È noto che, in caso di sfratto per morosità, il locatore ha diritto a percepire i canoni impagati e, sino al rilascio, un’indennità pari all’ammontare del canone stesso.

Ma il locatore può chiedere al conduttore anche la corresponsione, a titolo risarcitorio, di tutti i canoni che avrebbe avuto diritto di percepire se il contratto fosse giunto a naturale scadenza?

È questo il quesito a cui ha risposto la Suprema Corte di Cassazione con la sentenza n. 4892, pubblicata il 25.02.2025, resa a Sezioni Unite.

Su tale argomento in giurisprudenza si erano formati due orientamenti.

– il filone maggioritario, ma più risalente, riconosceva al locatore, che aveva chiesto ed ottenuto la risoluzione anticipata del contratto di locazione per inadempimento del conduttore, il diritto al risarcimento del danno per la mancata percezione dei canoni concordati sino alla naturale scadenza del contratto, ovvero sino al reperimento di un nuovo conduttore.

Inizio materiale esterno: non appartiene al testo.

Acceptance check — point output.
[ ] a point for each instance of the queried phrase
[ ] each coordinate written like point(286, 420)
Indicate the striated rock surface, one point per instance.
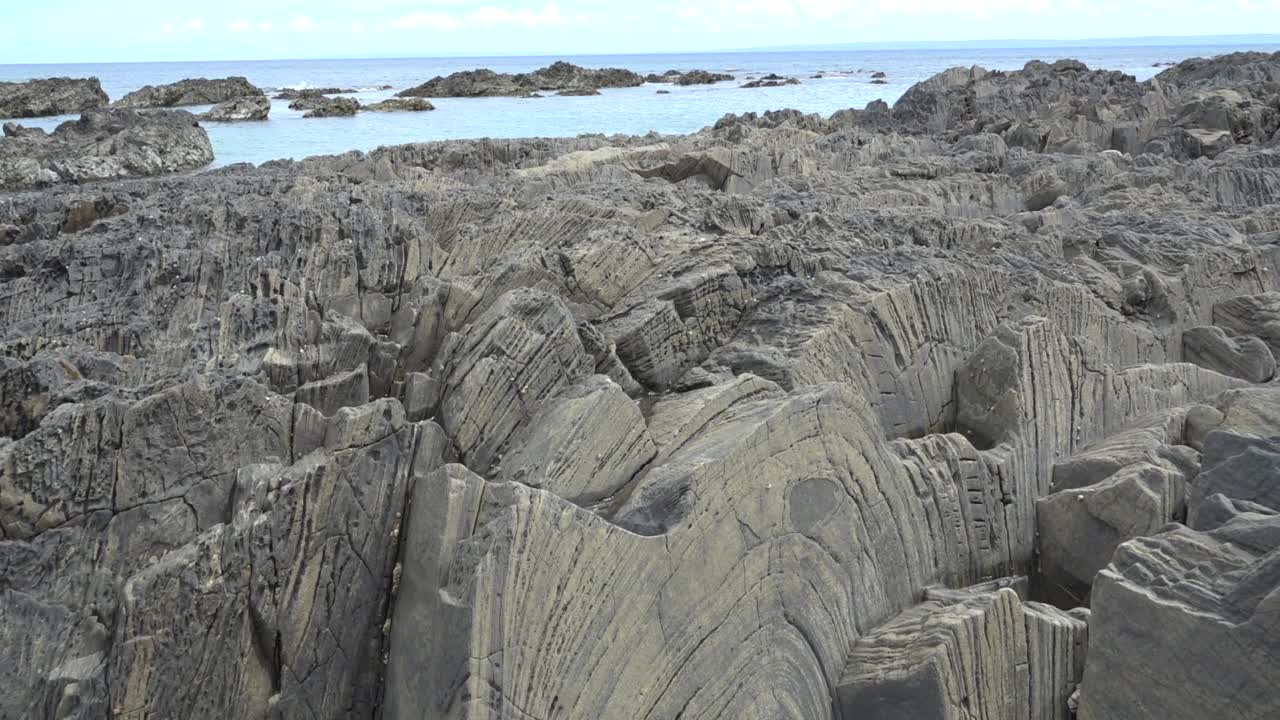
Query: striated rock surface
point(794, 417)
point(254, 108)
point(200, 91)
point(104, 145)
point(50, 96)
point(400, 105)
point(558, 76)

Quanto all’ammontare di tale risarcimento, in una prima fase l’orientamento in esame riteneva che lo stesso dovesse essere parametrato alla mancata percezione dei canoni.

Detto indirizzo si è, poi, evoluto, giungendo ad escludere tale automatismo e a rimettere la determinazione dell’ammontare del danno per la mancata percezione dei canoni concordati alla valutazione condotta dal giudice, secondo le circostanze del caso concreto;

l’orientamento giurisprudenziale minoritario, ma più recente, invece, negava al locatore, che aveva chiesto ed ottenuto la risoluzione anticipata del contratto di locazione per inadempimento del conduttore, il diritto al risarcimento del danno per la mancata percezione dei canoni concordati sino alla naturale scadenza del contratto, ovvero sino al reperimento di un nuovo conduttore.

Ciò sul presupposto che il canone rappresenta un corrispettivo per la privazione del godimento del bene, con la conseguenza che, una volta ottenuta la restituzione dell’immobile, il locatore non potrebbe pretendere alcunché a titolo risarcitorio. Al più, se l’immobile viene riconsegnato in condizioni da necessitare un ripristino, il locatore potrebbe chiedere un danno correlato alla mancata percezione del canone per il tempo occorrente allo stesso.

Dirimendo il contrasto giurisprudenziale sopra esposto, la Suprema Corte di Cassazione ha negato che la restituzione dell’immobile locato valga per sé ad escludere il diritto del locatore a rivendicare, a titolo risarcitorio, i canoni che sarebbero stati dovuti sino alla naturale scadenza del contratto (ovvero sino al reperimento di un nuovo conduttore).

Al contempo, la suprema Corte ha, però, precisato che l’ammontare del danno risarcibile non deve corrispondere, con carattere di automaticità, ai canoni non percepiti, dovendosi, invece, valutare le circostanze del caso concreto, prime fra tutte l’utile che il locatore avrebbe potuto percepire dall’immobile nel periodo decorrente fra la risoluzione prematura del contratto e la sua naturale scadenza.

Le Sezioni Unite hanno, altresì, chiarito che, per ottenere detto risarcimento, il locatore dovrà anche provare di essersi attivato, non appena ottenuta la restituzione del bene locato, per ricollocarlo sul mercato, seppur senza esito. Ciò, anche in ragione del principio di buona fede.